IL CAMMINO DEL CIECO. Al contrario dei dottori, «il cammino del cieco invece è un percorso a tappe, che parte dalla conoscenza del nome di Gesù», ha notato il Papa. «Non conosce altro di Lui; infatti dice: “L’uomo che si chiama Gesù ha fatto del fango, me lo ha spalmato sugli occhi” (v. 11). A seguito delle incalzanti domande dei dottori della legge, lo considera dapprima un profeta (v. 17) e poi un uomo vicino a Dio (v. 31)». «Dopo che è stato allontanato dal tempio, escluso dalla società, Gesù lo trova di nuovo e gli “apre gli occhi” per la seconda volta, rivelandogli la propria identità: ”Io sono il Messia”, così gli dice. A questo punto colui che era stato cieco esclama: “Credo, Signore!” (v. 38), e si prostra davanti a Gesù». Per il Papa,  «questo è un brano del Vangelo che fa vedere il dramma della cecità interiore di tanta gente, anche la nostra perché noi alcune volte abbiamo momenti di cecità interiore».

NOSTRA VITA COME QUELLA DEL CIECO. «La nostra vita a volte è simile a quella del cieco che si è aperto alla luce, che si è aperto a Dio, che si è aperto alla sua grazia», ha affermato il Pontefice. «A volte purtroppo è un po’ come quella dei dottori della legge: dall’alto del nostro orgoglio giudichiamo gli altri, e perfino il Signore!». Per questo, ha spiegato il Papa, «siamo invitati ad aprirci alla luce di Cristo per portare frutto nella nostra vita, per eliminare i comportamenti che non sono cristiani; tutti noi siamo cristiani, ma tutti noi, tutti, alcune volte abbiamo comportamenti non cristiani, comportamenti che sono peccati».  «Dobbiamo pentirci di questo – ha continuato Francesco –  eliminare questi comportamenti per camminare decisamente sulla via della santità».

COMPORTIAMOCI COME FIGLI DELLA LUCE. Il Papa ha ricordato che «siamo stati “illuminati” da Cristo nel Battesimo, affinché, come ci ricorda san Paolo, possiamo comportarci come “figli della luce” (Ef 5,8), con umiltà, pazienza, misericordia». A differenza dunque dei dottori della legge che« non avevano né umiltà, né pazienza, né misericordia! ». Il Papa ha suggerito questa lettura del Vangelo di Giovanni. «Vi farà bene, perché così vedrete questa strada dalla cecità alla luce e l’altra strada cattiva verso una più profonda cecità». «Domandiamoci: come è il nostro cuore?
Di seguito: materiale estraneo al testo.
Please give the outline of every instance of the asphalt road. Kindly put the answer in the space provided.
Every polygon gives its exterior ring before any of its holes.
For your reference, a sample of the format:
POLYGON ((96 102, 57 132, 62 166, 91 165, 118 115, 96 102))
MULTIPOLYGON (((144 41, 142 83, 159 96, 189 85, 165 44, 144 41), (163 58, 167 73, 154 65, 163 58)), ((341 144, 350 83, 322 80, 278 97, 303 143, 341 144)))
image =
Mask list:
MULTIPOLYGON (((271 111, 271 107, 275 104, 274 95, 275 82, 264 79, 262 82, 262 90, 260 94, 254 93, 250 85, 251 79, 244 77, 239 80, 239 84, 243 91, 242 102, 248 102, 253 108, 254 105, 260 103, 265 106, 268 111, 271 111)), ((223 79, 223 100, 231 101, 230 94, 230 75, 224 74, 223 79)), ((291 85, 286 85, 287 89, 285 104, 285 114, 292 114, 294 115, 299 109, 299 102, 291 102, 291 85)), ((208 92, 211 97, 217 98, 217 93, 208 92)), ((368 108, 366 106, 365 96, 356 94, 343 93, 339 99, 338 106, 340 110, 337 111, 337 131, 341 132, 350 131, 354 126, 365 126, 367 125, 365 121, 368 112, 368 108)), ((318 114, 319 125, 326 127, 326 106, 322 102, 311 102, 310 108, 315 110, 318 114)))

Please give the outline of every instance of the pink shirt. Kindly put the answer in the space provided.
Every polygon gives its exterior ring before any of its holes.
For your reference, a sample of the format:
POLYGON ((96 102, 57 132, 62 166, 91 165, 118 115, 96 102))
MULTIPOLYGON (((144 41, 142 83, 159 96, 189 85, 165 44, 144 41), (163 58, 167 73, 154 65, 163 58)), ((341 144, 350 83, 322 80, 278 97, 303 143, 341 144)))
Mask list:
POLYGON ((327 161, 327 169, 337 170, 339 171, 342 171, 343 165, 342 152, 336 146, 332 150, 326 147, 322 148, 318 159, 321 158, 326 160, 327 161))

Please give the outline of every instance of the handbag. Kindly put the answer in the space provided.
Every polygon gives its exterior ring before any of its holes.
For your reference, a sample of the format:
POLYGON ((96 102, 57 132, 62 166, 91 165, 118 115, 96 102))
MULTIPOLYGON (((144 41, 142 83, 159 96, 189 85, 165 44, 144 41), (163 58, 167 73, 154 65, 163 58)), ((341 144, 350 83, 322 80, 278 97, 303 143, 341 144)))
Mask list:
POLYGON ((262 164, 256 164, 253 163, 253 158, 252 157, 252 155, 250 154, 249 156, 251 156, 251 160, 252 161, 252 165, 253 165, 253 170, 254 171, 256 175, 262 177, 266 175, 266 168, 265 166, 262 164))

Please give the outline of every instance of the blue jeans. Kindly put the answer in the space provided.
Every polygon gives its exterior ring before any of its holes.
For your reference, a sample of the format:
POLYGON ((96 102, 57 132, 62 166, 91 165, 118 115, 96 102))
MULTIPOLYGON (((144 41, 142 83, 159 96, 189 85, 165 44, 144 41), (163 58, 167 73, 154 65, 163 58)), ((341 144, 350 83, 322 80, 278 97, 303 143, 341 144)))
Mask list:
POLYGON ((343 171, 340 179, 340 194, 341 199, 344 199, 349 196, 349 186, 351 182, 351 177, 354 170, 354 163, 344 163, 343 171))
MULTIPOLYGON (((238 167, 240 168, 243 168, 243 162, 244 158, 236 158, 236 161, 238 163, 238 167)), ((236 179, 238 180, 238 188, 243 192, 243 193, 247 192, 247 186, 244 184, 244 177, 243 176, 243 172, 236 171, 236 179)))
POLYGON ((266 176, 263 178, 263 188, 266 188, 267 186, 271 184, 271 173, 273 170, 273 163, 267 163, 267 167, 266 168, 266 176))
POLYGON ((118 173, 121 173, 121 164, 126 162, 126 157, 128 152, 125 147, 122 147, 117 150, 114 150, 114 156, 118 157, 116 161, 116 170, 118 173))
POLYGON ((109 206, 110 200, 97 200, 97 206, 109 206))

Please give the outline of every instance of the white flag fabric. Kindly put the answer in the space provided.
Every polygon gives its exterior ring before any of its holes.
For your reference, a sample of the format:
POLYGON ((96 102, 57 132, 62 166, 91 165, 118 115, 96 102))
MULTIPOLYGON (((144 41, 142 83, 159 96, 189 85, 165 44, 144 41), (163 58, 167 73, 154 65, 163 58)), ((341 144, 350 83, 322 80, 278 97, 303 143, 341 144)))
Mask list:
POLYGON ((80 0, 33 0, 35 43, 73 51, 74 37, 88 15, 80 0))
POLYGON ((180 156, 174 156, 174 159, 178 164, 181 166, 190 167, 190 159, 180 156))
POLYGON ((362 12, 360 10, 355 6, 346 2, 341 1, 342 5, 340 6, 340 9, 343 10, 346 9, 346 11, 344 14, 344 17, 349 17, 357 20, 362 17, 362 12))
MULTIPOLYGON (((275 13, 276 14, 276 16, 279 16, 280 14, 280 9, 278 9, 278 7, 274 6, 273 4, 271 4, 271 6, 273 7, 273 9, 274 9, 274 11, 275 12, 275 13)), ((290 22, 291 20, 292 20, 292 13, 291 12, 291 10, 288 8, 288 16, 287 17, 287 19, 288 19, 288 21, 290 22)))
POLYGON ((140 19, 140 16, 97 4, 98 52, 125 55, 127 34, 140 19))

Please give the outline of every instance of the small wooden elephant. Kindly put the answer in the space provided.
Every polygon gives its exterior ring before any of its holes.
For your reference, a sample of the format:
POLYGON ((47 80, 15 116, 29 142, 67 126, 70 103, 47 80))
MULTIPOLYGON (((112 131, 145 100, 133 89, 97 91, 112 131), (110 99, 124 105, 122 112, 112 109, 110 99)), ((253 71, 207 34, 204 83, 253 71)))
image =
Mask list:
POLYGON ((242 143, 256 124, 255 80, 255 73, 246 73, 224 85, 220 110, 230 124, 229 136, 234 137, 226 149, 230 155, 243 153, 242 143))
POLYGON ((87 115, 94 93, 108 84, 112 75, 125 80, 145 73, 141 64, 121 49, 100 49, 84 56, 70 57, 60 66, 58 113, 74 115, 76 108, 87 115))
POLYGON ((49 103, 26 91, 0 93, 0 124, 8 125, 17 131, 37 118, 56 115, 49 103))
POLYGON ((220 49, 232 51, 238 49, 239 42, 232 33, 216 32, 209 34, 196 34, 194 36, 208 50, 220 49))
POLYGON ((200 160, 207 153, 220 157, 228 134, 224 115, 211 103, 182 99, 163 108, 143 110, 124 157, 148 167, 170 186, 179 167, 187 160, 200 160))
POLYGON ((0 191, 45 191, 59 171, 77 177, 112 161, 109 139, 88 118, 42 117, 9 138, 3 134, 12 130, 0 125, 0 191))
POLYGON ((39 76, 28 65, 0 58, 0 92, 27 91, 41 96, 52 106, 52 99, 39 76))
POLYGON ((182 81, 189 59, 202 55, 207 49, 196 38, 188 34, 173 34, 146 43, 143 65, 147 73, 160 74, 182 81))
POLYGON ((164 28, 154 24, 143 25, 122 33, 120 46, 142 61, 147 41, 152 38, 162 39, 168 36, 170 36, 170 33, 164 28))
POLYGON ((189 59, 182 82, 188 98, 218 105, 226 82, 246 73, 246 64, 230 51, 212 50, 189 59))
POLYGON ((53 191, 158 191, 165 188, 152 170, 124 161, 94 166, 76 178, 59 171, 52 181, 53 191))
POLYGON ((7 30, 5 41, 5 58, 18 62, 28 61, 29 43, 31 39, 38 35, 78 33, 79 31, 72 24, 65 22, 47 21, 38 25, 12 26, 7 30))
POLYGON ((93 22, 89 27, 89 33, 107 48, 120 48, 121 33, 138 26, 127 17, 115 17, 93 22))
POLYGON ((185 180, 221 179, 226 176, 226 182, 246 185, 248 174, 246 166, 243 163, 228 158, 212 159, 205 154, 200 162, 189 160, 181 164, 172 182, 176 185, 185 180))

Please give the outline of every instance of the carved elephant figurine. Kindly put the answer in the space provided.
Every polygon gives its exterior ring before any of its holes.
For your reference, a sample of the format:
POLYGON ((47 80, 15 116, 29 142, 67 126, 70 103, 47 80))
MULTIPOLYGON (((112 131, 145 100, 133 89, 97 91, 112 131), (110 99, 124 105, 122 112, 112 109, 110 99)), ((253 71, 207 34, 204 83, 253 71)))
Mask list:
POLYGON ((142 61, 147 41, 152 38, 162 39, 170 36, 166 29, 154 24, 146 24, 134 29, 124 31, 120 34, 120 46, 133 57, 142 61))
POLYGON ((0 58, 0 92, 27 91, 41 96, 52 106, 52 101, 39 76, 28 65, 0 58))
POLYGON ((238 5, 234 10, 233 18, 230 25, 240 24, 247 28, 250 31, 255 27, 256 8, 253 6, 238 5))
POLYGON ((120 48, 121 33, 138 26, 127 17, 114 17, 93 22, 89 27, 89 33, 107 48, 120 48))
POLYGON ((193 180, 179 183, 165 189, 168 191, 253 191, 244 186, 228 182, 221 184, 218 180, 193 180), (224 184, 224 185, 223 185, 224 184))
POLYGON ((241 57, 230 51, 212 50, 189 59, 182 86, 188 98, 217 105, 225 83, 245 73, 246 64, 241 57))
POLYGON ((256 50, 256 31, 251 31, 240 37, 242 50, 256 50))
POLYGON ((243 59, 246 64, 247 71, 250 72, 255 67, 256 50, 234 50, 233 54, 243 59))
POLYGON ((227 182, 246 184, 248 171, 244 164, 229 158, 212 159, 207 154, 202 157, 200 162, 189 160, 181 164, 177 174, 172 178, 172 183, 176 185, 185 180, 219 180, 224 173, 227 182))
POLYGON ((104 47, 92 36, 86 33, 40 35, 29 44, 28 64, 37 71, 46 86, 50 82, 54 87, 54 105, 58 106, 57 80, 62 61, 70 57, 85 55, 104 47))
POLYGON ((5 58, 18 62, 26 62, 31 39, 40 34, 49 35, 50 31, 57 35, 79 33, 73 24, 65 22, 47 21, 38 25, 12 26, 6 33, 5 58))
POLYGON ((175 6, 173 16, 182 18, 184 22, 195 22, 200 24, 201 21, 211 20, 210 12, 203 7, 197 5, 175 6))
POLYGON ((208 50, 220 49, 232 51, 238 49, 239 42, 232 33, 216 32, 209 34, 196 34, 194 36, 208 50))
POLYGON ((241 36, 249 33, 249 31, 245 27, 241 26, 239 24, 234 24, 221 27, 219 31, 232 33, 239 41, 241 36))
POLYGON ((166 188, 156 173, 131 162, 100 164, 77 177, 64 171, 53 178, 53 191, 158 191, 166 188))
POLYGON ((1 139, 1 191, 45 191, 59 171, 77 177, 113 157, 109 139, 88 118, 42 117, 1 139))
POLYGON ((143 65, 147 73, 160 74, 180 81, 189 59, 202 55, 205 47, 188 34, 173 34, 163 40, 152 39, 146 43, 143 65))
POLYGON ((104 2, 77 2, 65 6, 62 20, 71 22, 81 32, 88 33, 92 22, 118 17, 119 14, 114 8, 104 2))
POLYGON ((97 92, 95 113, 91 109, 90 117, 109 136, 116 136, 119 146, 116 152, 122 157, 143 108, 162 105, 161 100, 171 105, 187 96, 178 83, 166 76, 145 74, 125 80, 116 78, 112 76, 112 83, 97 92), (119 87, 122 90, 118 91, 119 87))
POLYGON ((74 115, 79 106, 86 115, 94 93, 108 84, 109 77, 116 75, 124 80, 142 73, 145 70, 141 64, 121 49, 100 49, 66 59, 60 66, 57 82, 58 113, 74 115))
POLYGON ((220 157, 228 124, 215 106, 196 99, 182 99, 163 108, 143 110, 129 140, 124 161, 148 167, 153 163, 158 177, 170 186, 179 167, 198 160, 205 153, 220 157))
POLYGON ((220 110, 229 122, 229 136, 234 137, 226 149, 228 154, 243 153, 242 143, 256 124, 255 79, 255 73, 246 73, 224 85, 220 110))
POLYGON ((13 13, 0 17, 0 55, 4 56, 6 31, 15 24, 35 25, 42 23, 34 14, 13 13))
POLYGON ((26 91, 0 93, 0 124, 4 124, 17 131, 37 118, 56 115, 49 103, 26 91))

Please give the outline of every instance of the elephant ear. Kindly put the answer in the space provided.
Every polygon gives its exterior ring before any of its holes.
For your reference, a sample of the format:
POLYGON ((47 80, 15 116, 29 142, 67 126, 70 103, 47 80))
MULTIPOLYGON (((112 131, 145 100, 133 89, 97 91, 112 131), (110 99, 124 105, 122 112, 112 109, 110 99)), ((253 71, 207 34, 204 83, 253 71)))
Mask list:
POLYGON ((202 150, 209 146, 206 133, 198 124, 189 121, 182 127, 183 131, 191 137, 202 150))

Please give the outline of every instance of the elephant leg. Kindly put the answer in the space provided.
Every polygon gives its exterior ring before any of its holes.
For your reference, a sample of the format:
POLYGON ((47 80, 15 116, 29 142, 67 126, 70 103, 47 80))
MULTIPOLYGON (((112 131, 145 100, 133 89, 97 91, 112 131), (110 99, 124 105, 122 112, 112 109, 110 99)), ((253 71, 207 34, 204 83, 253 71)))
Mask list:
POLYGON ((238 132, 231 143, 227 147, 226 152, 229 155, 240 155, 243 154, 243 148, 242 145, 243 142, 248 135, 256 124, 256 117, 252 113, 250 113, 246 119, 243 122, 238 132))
Ho un cuore aperto o un cuore chiuso? Aperto o chiuso verso Dio? Aperto o chiuso verso il prossimo? Sempre abbiamo in noi qualche chiusura nata dal peccato, dagli sbagli, dagli errori», ha osservato il Papa. «Non dobbiamo avere paura! », ha proseguito, «apriamoci alla luce del Signore, Lui ci aspetta sempre per farci vedere meglio, per darci più luce, per perdonarci. «Non dimentichiamo questo! Alla Vergine Maria – ha concluso Francesco – affidiamo il cammino quaresimale, perché anche noi, come il cieco guarito, con la grazia di Cristo possiamo “venire alla luce”, andare più avanti verso la luce e rinascere a una vita nuova».